IMS has only recently been applied to measure spatial distributions of membrane proteins in tissues as demonstrated for lens AQP0.⁶⁸ Both unmodified and modified forms of AQP0 can be localized within a lens tissue section in a single imaging MS experiment as shown in Figure 5 for truncated AQP0. Truncation products identified in previous bottom-up experiments (residues 1–259 and 1–246) are present in the older inner cortical and nuclear fiber cells, whereas intact AQP0 is observed only in the outer cortical region. Lipidated forms of human AQP0 have also been profiled⁷⁰ and imaged⁶⁹ and shown to be highly abundant in the inner cortical region. As discussed above and shown in Figure 3, removal of substantial amounts of soluble proteins that suppress membrane protein signals is required for successful analysis.

Figure 5.

MALDI-MS images of full-length AQP0 (top left) and truncated forms of residues 1–259 (top middle) and 1–246 (top right) from a 51y human lens. The bottom row shows overlaid images of intact and truncated forms of AQP0.

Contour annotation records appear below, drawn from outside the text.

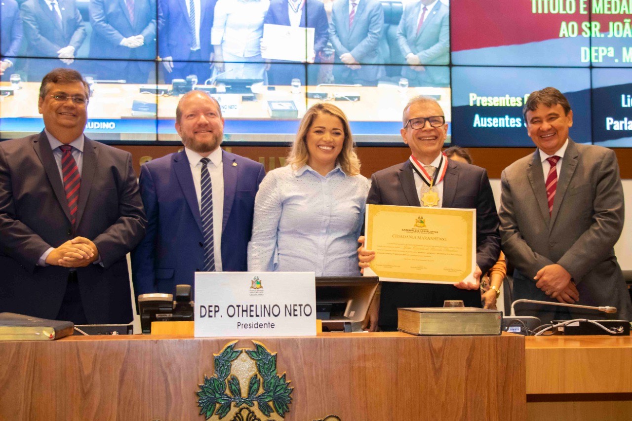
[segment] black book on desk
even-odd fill
[[[413,335],[499,335],[502,313],[476,307],[398,308],[398,330]]]
[[[72,322],[0,313],[0,341],[51,341],[72,334]]]

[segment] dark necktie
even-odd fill
[[[549,170],[549,175],[547,176],[547,200],[549,202],[549,214],[553,213],[553,201],[555,200],[555,190],[557,186],[557,161],[559,157],[555,156],[547,158],[547,161],[550,164],[551,168]]]
[[[79,200],[79,188],[81,186],[81,175],[79,168],[73,157],[73,147],[63,145],[61,150],[61,176],[64,181],[64,190],[66,191],[66,200],[68,202],[70,212],[70,223],[75,227],[77,217],[77,201]]]
[[[351,11],[349,13],[349,27],[351,27],[351,25],[353,23],[353,18],[355,16],[355,8],[358,5],[358,3],[355,1],[351,3]]]
[[[419,23],[417,24],[417,35],[419,35],[419,31],[422,30],[422,25],[423,25],[423,18],[425,17],[427,11],[428,11],[428,9],[424,6],[423,10],[422,11],[422,16],[419,17]]]
[[[130,21],[134,25],[134,0],[125,0],[127,11],[130,13]]]
[[[55,21],[57,22],[57,24],[59,25],[59,27],[63,29],[63,27],[61,25],[61,13],[59,13],[59,8],[57,6],[57,2],[52,2],[51,3],[51,6],[52,6],[52,16],[55,18]]]
[[[210,183],[210,174],[207,165],[210,162],[209,158],[202,158],[200,173],[202,188],[200,213],[202,215],[202,231],[204,235],[204,272],[215,271],[215,252],[213,243],[213,186]]]

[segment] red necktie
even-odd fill
[[[73,157],[73,147],[63,145],[59,149],[63,153],[61,156],[61,176],[64,181],[66,199],[68,202],[68,210],[70,211],[70,222],[74,227],[75,223],[76,222],[77,200],[79,199],[81,175],[75,158]]]
[[[426,16],[426,12],[428,11],[428,9],[426,6],[423,6],[423,10],[422,11],[422,16],[419,18],[419,23],[417,24],[417,35],[419,35],[419,31],[422,29],[422,25],[423,25],[423,18]]]
[[[127,11],[130,13],[130,21],[134,25],[134,0],[125,0]]]
[[[555,189],[557,186],[557,170],[556,166],[560,157],[555,156],[547,158],[551,168],[547,176],[547,200],[549,201],[549,214],[553,213],[553,200],[555,199]]]
[[[351,11],[349,13],[349,27],[351,27],[351,24],[353,23],[353,18],[355,16],[355,6],[358,4],[355,1],[351,3]]]

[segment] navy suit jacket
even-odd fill
[[[162,58],[171,57],[174,61],[189,58],[195,40],[185,4],[188,1],[158,0],[158,55]],[[213,51],[210,28],[216,3],[217,0],[200,0],[200,52],[204,60],[209,59]]]
[[[125,0],[91,0],[89,6],[92,35],[90,40],[91,58],[154,60],[156,58],[155,0],[136,0],[132,23]],[[123,38],[142,35],[145,43],[137,48],[120,45]],[[125,61],[104,62],[111,68],[123,69]],[[142,63],[147,71],[155,64]],[[122,75],[122,76],[124,75]]]
[[[245,272],[255,197],[265,172],[261,164],[224,150],[222,161],[222,267]],[[137,295],[172,293],[178,284],[193,286],[194,272],[204,267],[204,235],[186,154],[149,161],[141,168],[139,183],[149,223],[147,235],[132,253]]]
[[[59,0],[62,27],[44,0],[27,0],[20,6],[24,33],[28,40],[28,56],[54,57],[68,46],[76,53],[85,39],[85,24],[75,0]]]
[[[374,174],[367,203],[420,206],[413,171],[412,164],[407,161]],[[442,207],[476,209],[477,264],[484,274],[496,262],[501,251],[498,214],[487,172],[473,165],[448,160],[443,183]],[[415,297],[431,295],[435,286],[384,283],[380,302],[380,326],[397,326],[397,308],[422,307],[415,304]],[[466,290],[457,292],[463,291]],[[480,300],[478,291],[473,292],[476,292]],[[441,305],[441,303],[435,304]]]
[[[125,255],[145,235],[147,221],[129,152],[85,138],[74,233],[44,131],[0,142],[0,312],[54,319],[68,269],[37,261],[49,248],[83,236],[94,242],[102,263],[76,269],[88,322],[131,320]]]
[[[0,5],[0,55],[15,57],[22,45],[22,20],[15,0],[3,0]],[[15,59],[11,61],[15,64]]]

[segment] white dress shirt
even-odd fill
[[[553,154],[552,155],[547,155],[544,152],[540,149],[540,159],[542,159],[542,173],[544,174],[544,184],[547,183],[547,178],[549,178],[549,171],[551,169],[551,164],[549,163],[547,161],[547,158],[550,158],[552,156],[559,156],[559,159],[557,161],[557,163],[556,164],[556,168],[557,171],[557,181],[559,181],[559,169],[562,168],[562,159],[564,159],[564,154],[566,152],[566,147],[568,146],[568,139],[566,139],[566,142],[564,142],[564,145],[562,145],[557,151]]]
[[[260,55],[264,18],[269,7],[270,0],[219,0],[210,43],[238,57]]]
[[[437,171],[438,171],[439,169],[439,163],[441,161],[441,155],[442,154],[439,154],[439,156],[437,156],[435,160],[430,163],[430,166],[437,168]],[[445,157],[444,157],[443,159],[446,159]],[[419,163],[422,164],[422,166],[425,166],[421,162]],[[446,164],[447,165],[447,162],[446,162]],[[414,169],[412,171],[413,178],[415,178],[415,188],[417,189],[417,196],[419,197],[419,203],[422,204],[422,206],[423,206],[423,202],[422,202],[422,186],[424,185],[425,183],[423,182],[422,178],[419,176],[418,174],[417,174],[417,171]],[[437,183],[436,185],[432,186],[432,191],[436,192],[437,194],[439,195],[439,205],[437,205],[437,207],[443,207],[443,180],[441,180],[441,181],[439,181],[441,176],[441,174],[437,176]]]
[[[44,129],[44,131],[46,133],[46,137],[48,138],[49,143],[51,143],[51,149],[52,149],[52,156],[55,158],[57,168],[59,170],[59,179],[61,180],[62,185],[63,185],[64,175],[63,171],[61,169],[61,157],[64,153],[61,152],[59,147],[63,145],[64,143],[58,140],[57,138],[51,135],[46,129]],[[83,133],[82,133],[79,137],[68,143],[68,145],[73,147],[70,153],[72,154],[73,157],[75,158],[75,162],[77,164],[79,175],[81,175],[82,170],[83,169]],[[53,249],[53,247],[49,247],[48,250],[40,256],[39,259],[37,260],[38,266],[48,265],[48,264],[46,263],[46,259],[48,259],[48,255],[51,254],[51,252]],[[99,257],[99,259],[95,263],[99,263],[100,261],[101,258]]]
[[[191,174],[193,176],[195,197],[198,200],[198,209],[202,207],[202,162],[204,158],[196,152],[185,148],[185,153],[191,166]],[[215,253],[215,271],[221,272],[222,268],[222,226],[224,221],[224,164],[222,162],[222,149],[218,147],[209,156],[210,162],[207,164],[210,175],[210,183],[213,189],[213,252]],[[186,233],[183,233],[186,235]]]

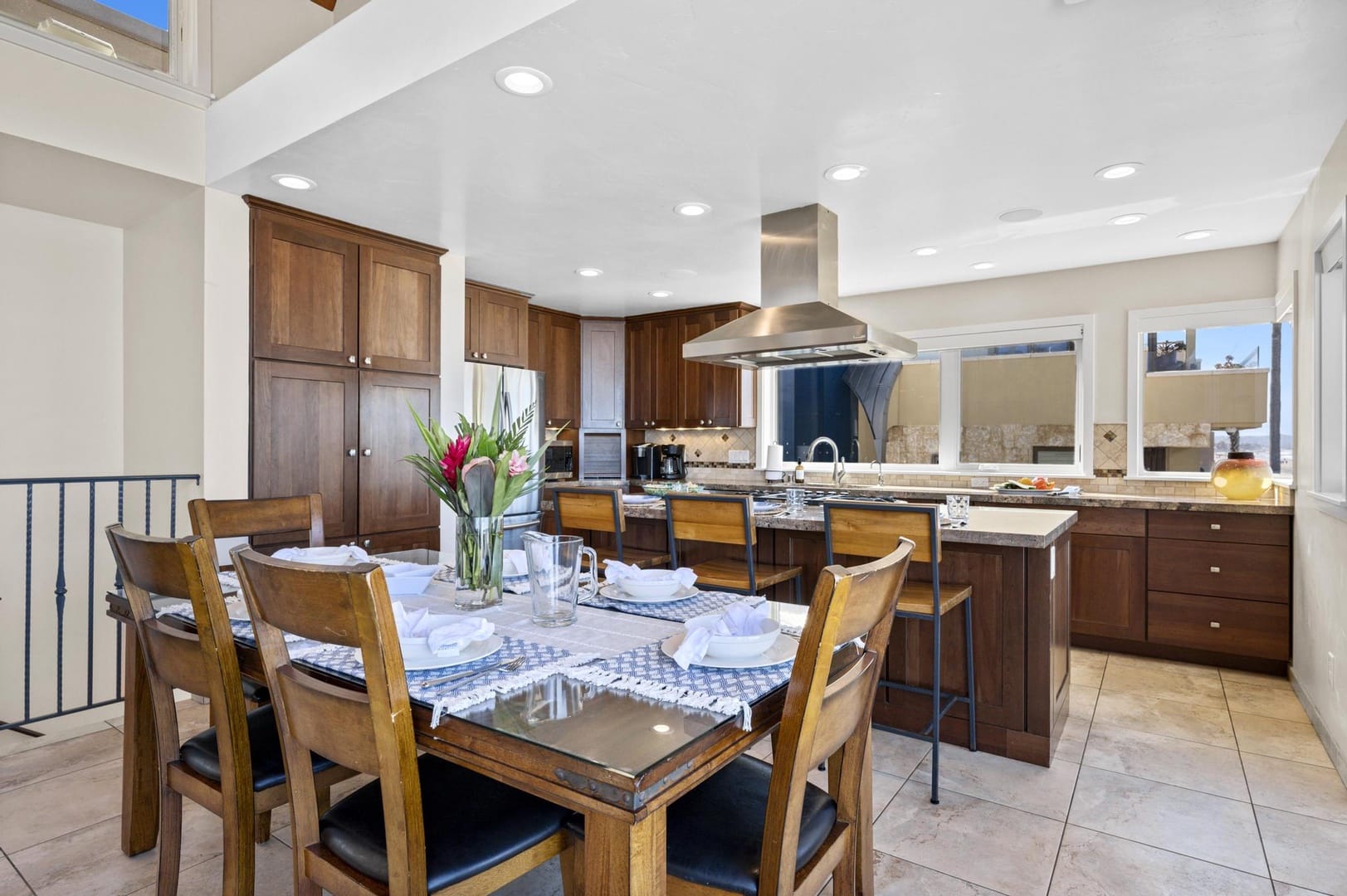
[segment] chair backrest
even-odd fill
[[[913,563],[940,562],[940,508],[935,504],[824,501],[828,563],[838,554],[885,556],[898,539],[912,542]]]
[[[209,697],[220,744],[224,798],[234,799],[236,804],[244,795],[251,799],[252,750],[238,655],[206,540],[136,535],[120,524],[106,531],[145,662],[160,764],[175,761],[182,742],[174,689]],[[151,596],[191,602],[197,633],[156,618]]]
[[[255,497],[233,501],[194,499],[187,504],[191,531],[206,539],[210,562],[220,569],[217,538],[308,532],[308,547],[323,543],[323,499],[321,494]]]
[[[828,566],[819,575],[795,655],[773,750],[762,835],[758,893],[793,893],[800,814],[811,769],[828,760],[836,781],[838,822],[855,825],[870,749],[870,711],[893,609],[912,558],[912,543],[865,566]],[[863,648],[839,644],[857,637]],[[822,884],[822,881],[819,881]]]
[[[401,643],[383,570],[276,561],[230,551],[276,707],[296,850],[319,847],[310,752],[377,775],[384,796],[388,880],[426,892],[426,829]],[[338,687],[294,666],[286,633],[354,647],[365,690]],[[396,889],[403,889],[397,887]]]
[[[665,494],[669,547],[676,539],[718,544],[757,544],[753,499],[737,494]]]

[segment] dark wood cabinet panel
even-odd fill
[[[1071,631],[1146,640],[1146,539],[1072,534]]]
[[[323,532],[334,538],[357,531],[358,375],[253,361],[252,497],[317,492]]]
[[[438,416],[439,377],[361,371],[360,532],[439,525],[439,503],[401,459],[426,450],[408,404]]]
[[[360,249],[360,365],[439,373],[439,260]]]
[[[327,228],[255,212],[253,356],[356,366],[360,245]]]

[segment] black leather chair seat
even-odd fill
[[[253,760],[253,790],[286,783],[286,760],[280,753],[280,734],[276,732],[276,713],[268,703],[248,713],[248,746]],[[207,728],[182,745],[182,761],[191,771],[220,780],[220,742],[216,729]],[[314,771],[322,772],[334,763],[314,756]]]
[[[416,760],[430,891],[457,884],[536,846],[568,810],[434,756]],[[356,870],[388,883],[384,803],[370,781],[318,822],[322,843]]]
[[[668,808],[668,873],[680,880],[715,887],[744,896],[757,896],[766,825],[766,795],[772,767],[752,756],[740,756],[687,796]],[[826,791],[808,784],[804,791],[800,846],[796,870],[819,852],[838,818],[838,807]],[[585,819],[571,817],[567,829],[585,835]]]

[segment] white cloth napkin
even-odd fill
[[[761,635],[769,618],[770,612],[766,601],[757,606],[738,601],[726,606],[725,612],[717,616],[690,618],[683,622],[687,635],[674,651],[674,662],[682,668],[700,663],[706,656],[706,648],[711,644],[711,635]]]
[[[435,656],[458,656],[470,644],[485,641],[496,633],[496,624],[478,616],[449,616],[428,609],[407,610],[393,601],[397,637],[424,637]]]
[[[641,578],[647,578],[652,571],[668,573],[676,578],[678,583],[683,587],[692,587],[696,585],[696,573],[686,566],[680,566],[676,570],[643,570],[641,567],[632,566],[630,563],[622,563],[612,559],[603,561],[603,579],[609,583],[618,583],[628,575],[640,575]]]

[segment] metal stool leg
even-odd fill
[[[978,691],[973,684],[973,596],[963,601],[964,652],[968,663],[968,750],[978,752]]]

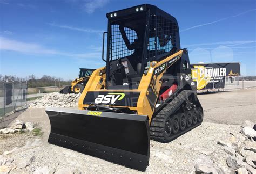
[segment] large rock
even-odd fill
[[[242,156],[245,158],[250,158],[252,160],[256,161],[256,153],[248,150],[241,150],[241,152],[242,153]]]
[[[17,161],[17,166],[20,169],[25,168],[27,166],[30,165],[34,160],[34,156],[32,156],[23,159],[21,159]]]
[[[0,130],[0,133],[5,134],[13,133],[17,132],[18,132],[17,130],[13,129],[10,127],[8,127],[8,128]]]
[[[25,128],[25,123],[24,122],[21,121],[19,120],[16,120],[12,124],[11,126],[11,128],[13,129],[21,129]]]
[[[11,164],[11,163],[12,163],[12,162],[14,162],[14,158],[12,158],[4,159],[2,165],[9,165]]]
[[[35,124],[31,122],[27,122],[25,123],[26,129],[29,130],[33,130],[34,129]]]
[[[73,174],[74,172],[69,168],[63,168],[59,169],[55,174]]]
[[[242,165],[238,163],[237,158],[234,156],[228,155],[227,158],[227,165],[232,170],[237,170],[237,169],[242,167]]]
[[[247,169],[248,171],[250,171],[251,173],[254,174],[256,173],[256,170],[254,169],[252,166],[246,163],[244,163],[244,165],[245,168]]]
[[[0,166],[2,165],[4,161],[4,156],[3,155],[0,155]]]
[[[246,168],[240,168],[237,169],[238,174],[248,174]]]
[[[241,130],[241,133],[248,137],[256,137],[256,130],[250,127],[246,127]]]
[[[254,168],[256,168],[256,161],[254,161],[250,157],[245,158],[245,160],[248,164],[249,164]]]
[[[54,92],[44,95],[36,99],[29,105],[33,108],[45,108],[48,107],[76,107],[80,94],[61,94]]]
[[[245,144],[245,150],[249,150],[256,153],[256,142],[245,141],[244,143]]]
[[[10,168],[7,166],[2,165],[0,166],[0,173],[1,174],[7,174],[10,172]]]
[[[241,134],[239,133],[237,133],[236,132],[233,131],[230,132],[230,134],[235,137],[237,139],[240,140],[241,141],[244,141],[246,139],[246,136]]]
[[[224,173],[212,160],[204,155],[199,155],[195,160],[194,168],[196,173]]]
[[[55,172],[55,169],[48,166],[37,169],[33,172],[33,174],[52,174]]]
[[[224,174],[223,171],[214,165],[208,164],[196,164],[194,165],[196,174]]]
[[[202,148],[201,149],[200,149],[200,153],[202,154],[209,156],[212,155],[213,153],[213,151],[206,148]]]
[[[232,146],[232,144],[228,140],[219,140],[217,141],[217,144],[223,146],[228,146],[230,147],[231,147]]]
[[[252,128],[253,128],[254,126],[254,124],[249,120],[245,121],[245,122],[244,122],[244,123],[241,125],[241,127],[249,127]]]
[[[231,155],[234,155],[235,153],[235,150],[234,149],[228,146],[224,146],[224,149],[225,151]]]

CONCLUSIONS AND FUTURE DIRECTIONS

Mass spectrometry has developed into a powerful tool for the analysis of protein structure, modification, and localization, which all contribute greatly to our understanding of the underlying biology. As improvements in mass spectrometry technologies have occurred, applications to membrane protein analysis have developed in parallel with improvements in sample preparation protocols to enrich, solubilize, and digest this class of molecules. Future areas of application will depend on continued enhancements in both technology and sample preparation to provide greater sensitivity in membrane protein analysis. An area of rapid methodological development is in membrane protein structure studies using native mass spectrometry to examine the quaternary structure of large membrane protein complexes. In addition, as improvements in sensitivity and spatial resolution of imaging mass spectrometry occur, examination of membrane protein distributions in tissues at single-cell resolution will follow. An area of important biological relevance is the characterization of extracellular vesicles, exosomes, and microvesicles. These cell-derived microparticles are believed to play critical roles in cell–cell communication and are involved in cancer metastasis and immune system regulation.^3–6 Significant questions about the mechanisms regulating their biogenesis and targeting of these particles to distant sites remain. Characterization of exosomal membrane proteins will be a key step in understanding the regulation of their biology.

On the basis of the past decade and a half of investigation of membrane proteins by mass spectrometry, it is clear that improvements in mass spectrometry technology and sample preparation methods will continue to open the windows of discovery for membrane protein structure and function.